A Lei n. 13.467/2017 deu nova redação ao art. 878 da CLT, que trata da iniciativa do processo de execução trabalhista, restringindo a atuação de ofício do juiz aos processos em que a parte não esteja representada por advogado.

O tema interessa muito ao processo do trabalho, tendo em vista que a fase de execução equivale à concretização da tutela jurisdicional e, não obstante isso, é a mais congestionada do processo do trabalho.2

A restrição imposta tem consequências teóricas e práticas, já que os limites do poder/dever do juiz são determinantes para a observância do devido processo legal – sem o que o processo será nulo –, ao mesmo tempo em que a prática tem demonstrado que o sucesso da execução depende muito da atuação judicial.

O objetivo do artigo é, pois, compreender os efeitos da Lei n. 13.467/2017 (reforma trabalhista) na execução trabalhista de ofício, por meio da linha jurídico-teórica de pesquisa, com a abordagem dos aspectos conceitual e prático do tema, bem como o método de investigação hipotético-dedutivo.

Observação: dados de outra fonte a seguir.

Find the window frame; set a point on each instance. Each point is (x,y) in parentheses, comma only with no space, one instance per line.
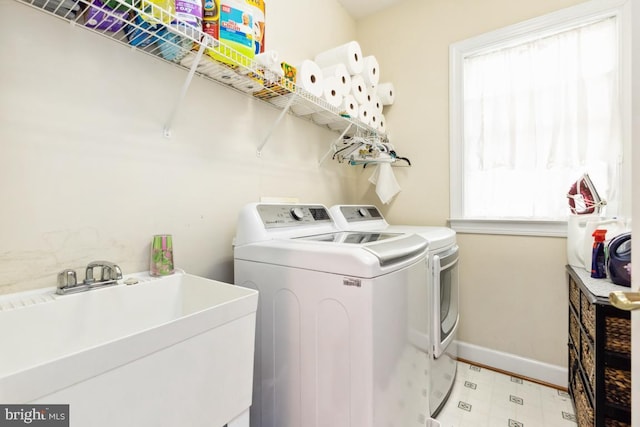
(512,35)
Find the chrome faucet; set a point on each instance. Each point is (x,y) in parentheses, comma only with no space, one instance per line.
(109,275)
(110,272)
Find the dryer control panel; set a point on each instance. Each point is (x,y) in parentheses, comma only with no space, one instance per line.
(279,216)
(360,213)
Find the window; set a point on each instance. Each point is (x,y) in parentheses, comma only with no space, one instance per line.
(533,107)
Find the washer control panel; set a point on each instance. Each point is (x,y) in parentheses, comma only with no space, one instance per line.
(360,213)
(279,216)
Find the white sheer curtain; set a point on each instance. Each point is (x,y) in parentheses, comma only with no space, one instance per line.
(537,116)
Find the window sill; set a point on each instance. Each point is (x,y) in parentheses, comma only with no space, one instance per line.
(513,227)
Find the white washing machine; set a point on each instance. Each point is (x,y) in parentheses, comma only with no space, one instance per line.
(443,279)
(335,314)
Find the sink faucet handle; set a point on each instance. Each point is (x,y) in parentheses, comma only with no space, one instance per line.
(67,279)
(110,271)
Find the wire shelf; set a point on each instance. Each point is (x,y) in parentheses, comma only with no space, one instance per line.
(162,34)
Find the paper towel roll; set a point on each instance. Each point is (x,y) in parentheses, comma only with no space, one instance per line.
(374,99)
(382,124)
(309,77)
(331,91)
(374,117)
(348,54)
(342,74)
(386,93)
(358,89)
(370,71)
(349,106)
(364,114)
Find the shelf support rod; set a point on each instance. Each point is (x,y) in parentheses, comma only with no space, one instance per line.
(185,87)
(276,123)
(333,145)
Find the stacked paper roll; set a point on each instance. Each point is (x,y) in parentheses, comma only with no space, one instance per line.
(358,89)
(371,71)
(364,114)
(386,93)
(342,74)
(349,106)
(359,77)
(382,124)
(331,91)
(349,54)
(309,77)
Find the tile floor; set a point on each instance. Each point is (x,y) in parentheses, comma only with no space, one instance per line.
(485,398)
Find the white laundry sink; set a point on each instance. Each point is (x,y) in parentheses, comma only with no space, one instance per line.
(176,350)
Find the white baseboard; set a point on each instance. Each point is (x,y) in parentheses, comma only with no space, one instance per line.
(518,365)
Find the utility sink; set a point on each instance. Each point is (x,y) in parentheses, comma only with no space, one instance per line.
(175,350)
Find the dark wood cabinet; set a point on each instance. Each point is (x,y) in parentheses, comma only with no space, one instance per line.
(599,357)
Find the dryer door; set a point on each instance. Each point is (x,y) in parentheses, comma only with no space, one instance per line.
(445,301)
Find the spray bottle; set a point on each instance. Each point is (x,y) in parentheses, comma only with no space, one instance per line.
(598,269)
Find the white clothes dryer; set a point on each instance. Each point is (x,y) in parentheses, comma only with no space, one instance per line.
(443,280)
(335,313)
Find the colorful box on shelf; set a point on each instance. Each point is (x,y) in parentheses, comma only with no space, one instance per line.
(286,85)
(230,22)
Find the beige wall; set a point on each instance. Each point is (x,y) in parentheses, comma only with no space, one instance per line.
(513,293)
(86,174)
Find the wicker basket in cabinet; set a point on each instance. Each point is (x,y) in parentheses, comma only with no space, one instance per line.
(599,358)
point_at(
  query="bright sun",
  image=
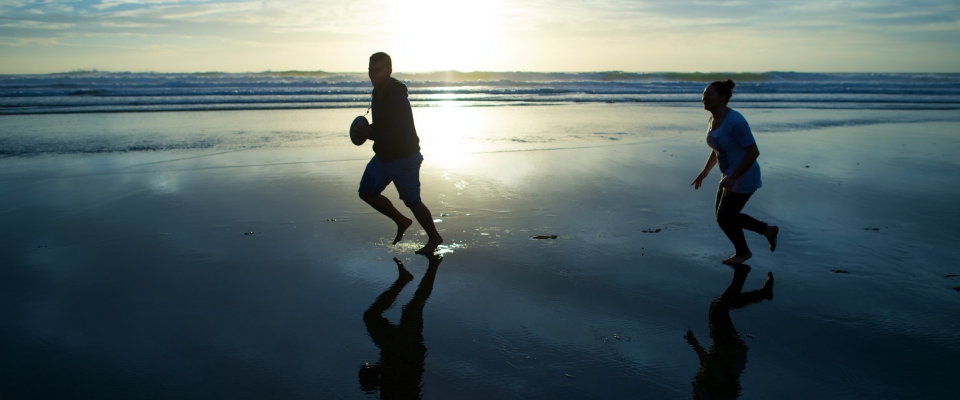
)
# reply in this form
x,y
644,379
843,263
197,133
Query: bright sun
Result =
x,y
436,35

Foi utilizado o termo processo de execução, em vez de fase de execução, para que o estudo não ficasse restrito aos títulos executivos judiciais.

Muitos dos conceitos operacionais utilizados estão embasados em textos e pesquisas já publicados pelo autor, principalmente na obra Lições de Direito Processual do Trabalho – teoria e prática (2017), de maneira que o compromisso de ineditismo está restrito às reflexões e conclusões apresentadas.

O artigo se inicia, apresentando a alteração legislativa realizada no art. 878 da CLT, avança com a exposição da argumentação teórica e se encerra, mostrando um extrato das reflexões do autor.

2. A Lei n 13.467/2017 e o fim da execução de ofício

Antes da Lei n. 13.467/2017, o art. 878 da CLT estabelecia que “a execução poderá ser promovida por qualquer interessado, ou ex officio pelo próprio Juiz ou Presidente ou Tribunal competente, nos termos do artigo anterior.”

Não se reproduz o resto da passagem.